Das ist auch der Fall der Kamera, die nun die Aufnahmen mit dem Wolfsangriff lieferte. Sie wurde im vergangenen Herbst angebracht. Aktuell sind im Nationalpark knapp zehn Fotofallen angebracht. Nur ein Teil ist vorrangig wegen der Wolfsbeobachtung eingesetzt. Die Aufnahmen mit dem Wolf sind einige Wochen alt. „Die Aufzeichnungen lassen darauf schließen, dass es sich um einen jungen Wolf handelt“, heißt es bei Hnutí Duha, welche sich um die Kamera kümmert. Eine Zuordnung des Geschlechts ist zwar nicht möglich, aber das Alter kann mit großer Sicherheit auf knapp ein Jahr bestimmt werden. Laut Nationalparksprecher Salov ist es sogar sehr wahrscheinlich, dass der Wolf in der Böhmischen Schweiz zur Welt kam. „Wir gehen davon aus, dass sich in dem Gebiet zwei Wölfe befinden“, sagt Salov. Ob es sich um ein Muttertier mit dem einjährigen Nachwuchs oder sogar ein Paar handelt, lässt sich aber nicht bestimmen.

Viel Bewegung in der Wolfsentwicklung herrscht auch im böhmischen Teil des Erzgebirges. Dort kamen in der Saison 2019/20 zwei neue Wolfsterritorien hinzu. Neu leben nun im Gebiet um Hora Svaté Kateříny (Sankt Katharinenberg) und Moldava (Moldau) bei Rehefeld jeweils ein Wolfspaar. Das bereits bestehende Rudel bei Výsluní (Sonnenberg) nordwestlich von Chomutov (Komotau) hat sich weiter stabilisiert. Paare gibt es neu nun auch bei Přebuz (Frühbuß) im Westerzgebirge und im militärischen Sperrgebiet Duppauer Gebirge (Doupovské hory). Neben dem früheren Sperrgebiet Ralsko in der Nähe des Máchasees ist es das einzige Wolfsterritorium, das sich nicht an den Grenzen zu Deutschland, Polen oder der Slowakei befindet.

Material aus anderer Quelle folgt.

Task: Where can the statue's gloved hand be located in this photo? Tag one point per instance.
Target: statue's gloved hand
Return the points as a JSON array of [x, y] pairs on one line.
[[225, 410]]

Dass das Paar im Duppauer Gebirge zur Hälfte von einer mit einem Sender ausgestatteten Wölfin aus Österreich gebildet wird, zeigt laut Aleš Vorel von der Landwirtschaftlichen Universität Prag, „dass Mitteleuropa die Kreuzung mehrerer Fernwanderungen von Wölfen ist.“ Um darüber mehr zu erfahren, sollen auch in Tschechien Wölfe mit Sender ausgestattet werden. Im Böhmerwald konnte eine Wölfin bereits zu diesen Zwecken eingefangen werden.Bis dahin bleiben Fotofallen auch trotz des Angriffs ein wichtiges Beobachtungsmittel.